Cover Osteria Mozza's outdoor garden where the staff grows herbs and flowers used as garnish (Photo: Daniel Koh)

Amid a global sustainability push, more restaurants are planting greens in their own backyard

Singapore may be an urban jungle, but sprouting amid the dense concrete thickets are unexpected little oases of green—restaurant gardens.

These green plots, which supply the fresh vegetables and herbs that adorn the plates of the nation’s top restaurants, are part of a wider industry movement towards greater food security and eco-conscious consumption.

Now, companies like HSBC are working with such restaurants to promote their sustainable offerings and encourage climate-friendly dining habits, says Jonathan Castleman, HSBC’s global head of brand and brand partnerships. 

Read more: Singapore’s Top Chefs Tell Us Why Sustainability Matters in the F&B Scene

Greens Galore

Sustainability is the prevailing ethos at HSBC, and the financial institution’s efforts dovetail nicely with the development of the farm-to-table trend: while chefs once were content to purchase greens from vendors, more are now taking the step to plant them in their own backyard. 

This cuts out the carbon footprint required to transport produce, and offers customers super-fresh greens.

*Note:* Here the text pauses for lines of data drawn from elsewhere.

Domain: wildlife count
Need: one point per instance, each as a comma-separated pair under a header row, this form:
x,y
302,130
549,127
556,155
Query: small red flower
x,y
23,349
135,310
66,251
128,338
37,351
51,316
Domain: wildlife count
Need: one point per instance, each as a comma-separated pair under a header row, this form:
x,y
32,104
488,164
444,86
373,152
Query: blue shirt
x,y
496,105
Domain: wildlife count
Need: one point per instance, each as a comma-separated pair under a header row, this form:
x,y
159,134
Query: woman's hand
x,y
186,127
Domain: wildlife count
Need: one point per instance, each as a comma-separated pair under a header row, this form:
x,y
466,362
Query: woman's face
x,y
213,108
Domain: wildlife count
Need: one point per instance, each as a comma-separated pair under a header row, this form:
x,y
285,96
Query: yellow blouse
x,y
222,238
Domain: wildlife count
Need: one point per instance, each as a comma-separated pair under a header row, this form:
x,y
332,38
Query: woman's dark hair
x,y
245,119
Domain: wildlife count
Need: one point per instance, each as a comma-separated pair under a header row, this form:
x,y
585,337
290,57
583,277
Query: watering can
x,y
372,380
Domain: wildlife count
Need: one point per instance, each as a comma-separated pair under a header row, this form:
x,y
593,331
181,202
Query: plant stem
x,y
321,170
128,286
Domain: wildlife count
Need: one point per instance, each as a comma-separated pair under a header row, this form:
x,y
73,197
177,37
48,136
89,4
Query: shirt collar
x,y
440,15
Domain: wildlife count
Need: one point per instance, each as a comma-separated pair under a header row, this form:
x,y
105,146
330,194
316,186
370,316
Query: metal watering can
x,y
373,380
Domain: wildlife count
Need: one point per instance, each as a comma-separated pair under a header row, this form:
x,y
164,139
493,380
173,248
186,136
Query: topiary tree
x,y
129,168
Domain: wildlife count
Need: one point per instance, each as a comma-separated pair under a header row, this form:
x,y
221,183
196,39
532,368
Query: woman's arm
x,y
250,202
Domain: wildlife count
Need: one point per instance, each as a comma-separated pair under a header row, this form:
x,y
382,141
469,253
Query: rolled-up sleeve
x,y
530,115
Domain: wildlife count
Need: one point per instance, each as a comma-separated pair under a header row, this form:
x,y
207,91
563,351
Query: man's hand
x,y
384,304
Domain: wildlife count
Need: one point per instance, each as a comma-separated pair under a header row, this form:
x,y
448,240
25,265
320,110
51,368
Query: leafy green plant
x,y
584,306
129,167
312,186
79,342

“When you come across flowers on your plate, they’re freshly picked from our garden,” says a spokesman from European restaurant The Summerhouse at Seletar Aerospace Park, which serves beautiful creations such as the refreshing elderflower sorbet topped with fresh strawberries, mint jelly and petals from its expansive outdoor garden. “We are able to create freely based on seasonal availability, giving us the option to switch things up.”

The restaurant works with vendor Edible Garden City to curate a selection of greens, such as blue pea flowers and sweet potato leaves. Up to 100 per cent of its garnishes are harvested from the garden, and its drinks menu is also curated from the herbs and flowers available.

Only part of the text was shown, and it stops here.